The statute also empowers the regulators to “provide for a de minimis variation in the actuarial valuations used in determining the level of coverage of a plan to account for differences in actuarial estimates.” Hence the +/-2, but that doesn’t really answer the prior question of whether the level of coverage is an “at least” or an “exactly.”
But what strikes me most is just the complete lack of discussion in the regulation of what is a huge impact on what plans can be sold on the Exchange. As you know if you’ve read the Federal Register notice, they go through all kind of off-the-wall and relatively minor objections, but never this much larger issue.
As previous, ISTM that the intention was to have uniform plan values, for comparison shopping purposes.
At any rate, it’s clear that the regulators understood it that way. As did a group insurance group, a insurer actually in the business of offering coverage on the exchange, and the leading actuarial policy organization in the US. One outfit said otherwise.
As above, I don’t think this is a legitimage question at this time. YMMV.
If we’re paying attention, yes. Most people won’t be.
That’s the great thing about posting about something like this on a MB of this sort. You can declare all sorts of things and predict court challenges etc., and if nothing comes of it and you’re wrong, well by that time the issue will have long been forgotten anyway and people will be focused on other things and you will be declaring your opinion about those other things with equal vehemence, and who will remember or care about the fact that you turned out to be wrong about some assertion about a now-obscure issue all that time ago?
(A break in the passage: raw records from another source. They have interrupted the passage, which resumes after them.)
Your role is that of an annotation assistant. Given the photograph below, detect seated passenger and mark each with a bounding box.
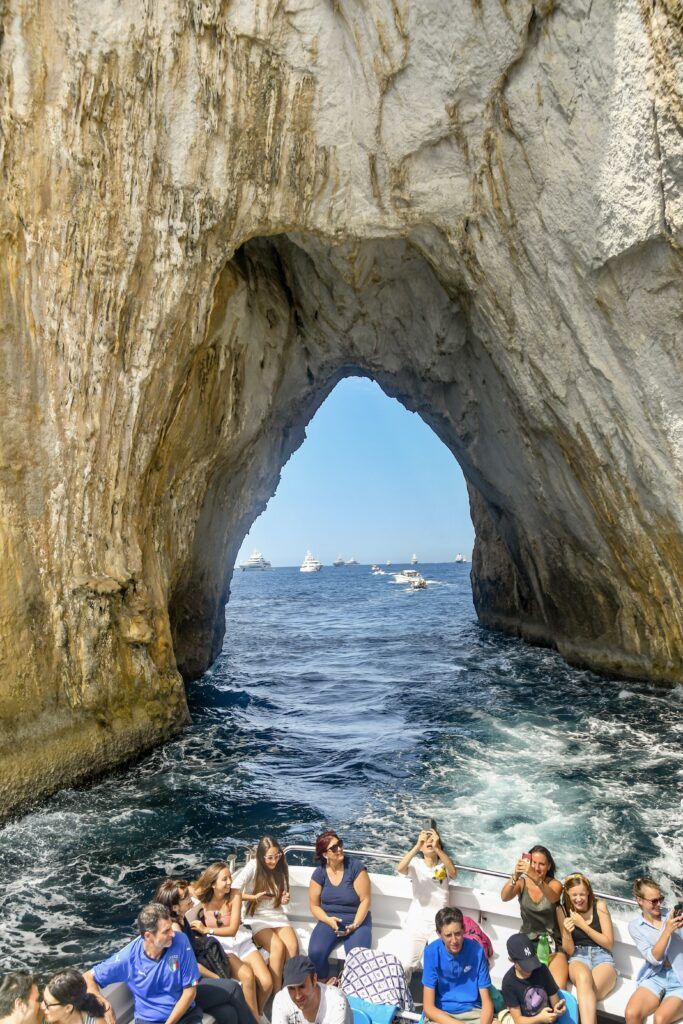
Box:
[155,879,255,1024]
[84,903,202,1024]
[422,906,494,1024]
[232,836,299,992]
[502,933,566,1024]
[308,831,373,981]
[396,828,458,978]
[0,971,43,1024]
[271,956,353,1024]
[41,967,105,1024]
[558,874,616,1024]
[624,878,683,1024]
[501,846,568,988]
[187,860,272,1020]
[It’s actually somewhat relevant to me personally, because I’ve recently begun working on a project involving a model to advise employers whether they should terminate their plans and send their people to plans on the exchanges., We need to compare the current employer plans to the exchange plans, so it’s useful to know that the various tiers can be pinned down to this narrow a range. But for most people it will be forgotten in no time, and it’s on to a discussion about abortion or gays or whether some politician is or isn’t an idiot/sleazebag for saying or doing such-and-such.]
Yeah, I’ll skip the veiled ad hominem. So far, my SDMB batting average is pretty good. You’re free to look up the results of my other legal predictions.
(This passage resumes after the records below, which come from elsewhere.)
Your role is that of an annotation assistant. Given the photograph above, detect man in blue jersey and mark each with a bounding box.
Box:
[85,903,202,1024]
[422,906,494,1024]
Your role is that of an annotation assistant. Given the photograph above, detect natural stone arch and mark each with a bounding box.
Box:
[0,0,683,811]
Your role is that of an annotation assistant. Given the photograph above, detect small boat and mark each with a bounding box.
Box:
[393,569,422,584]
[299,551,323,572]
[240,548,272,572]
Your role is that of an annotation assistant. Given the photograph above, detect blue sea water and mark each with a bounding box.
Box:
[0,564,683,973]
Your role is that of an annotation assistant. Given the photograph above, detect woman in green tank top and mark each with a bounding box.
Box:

According to you, any legal issue here is frivolous and will be tossed out because there’s no ambiguity. As I said, we’ll see.
What was the veiled ad hominem? Nothing of this sort was intended, but my apologies if you’ve taken offense at something.
My point was just a response to your “we’ll see, won’t we?”, in observing that an issue of this sort is unlikely to be a hot button topic long enough to make that meaningful.
That’s not my claim. My claim is that this has to be the standard assumption, the starting point of any discussion, since it’s been accepted by the regulators and those who deal with these things. Whether some lawyer can make a clever argument and overturn it in court is not something I could guarantee. I would be surprised if it gets challenged in court, but I’ve been surprised by things - I was surprised to find out that this was in fact the rule as I noted earlier.
But what’s relevant in the context of this thread is that the OP is on solid ground and this is the prevailing understanding of the law at this time. And anyone who wants to challenge that can speculate that there might be room for an alternative interpretation based on the text of the law, but not to dismiss the OP’s point at this time.
That’s a false dichotomy.
Employers are always looking to spend as little as possible on their employees. That’s a given - you can call them villians if you like. (Personally I don’t think it’s as clear as that - I know I like to spend as little money on things as I can too - but I’m not going to argue this point.) The only thing that holds them in line is market forces. Obamacare is removing some of the pressure on them to provide coverage. (As predicted upfront by many many people.)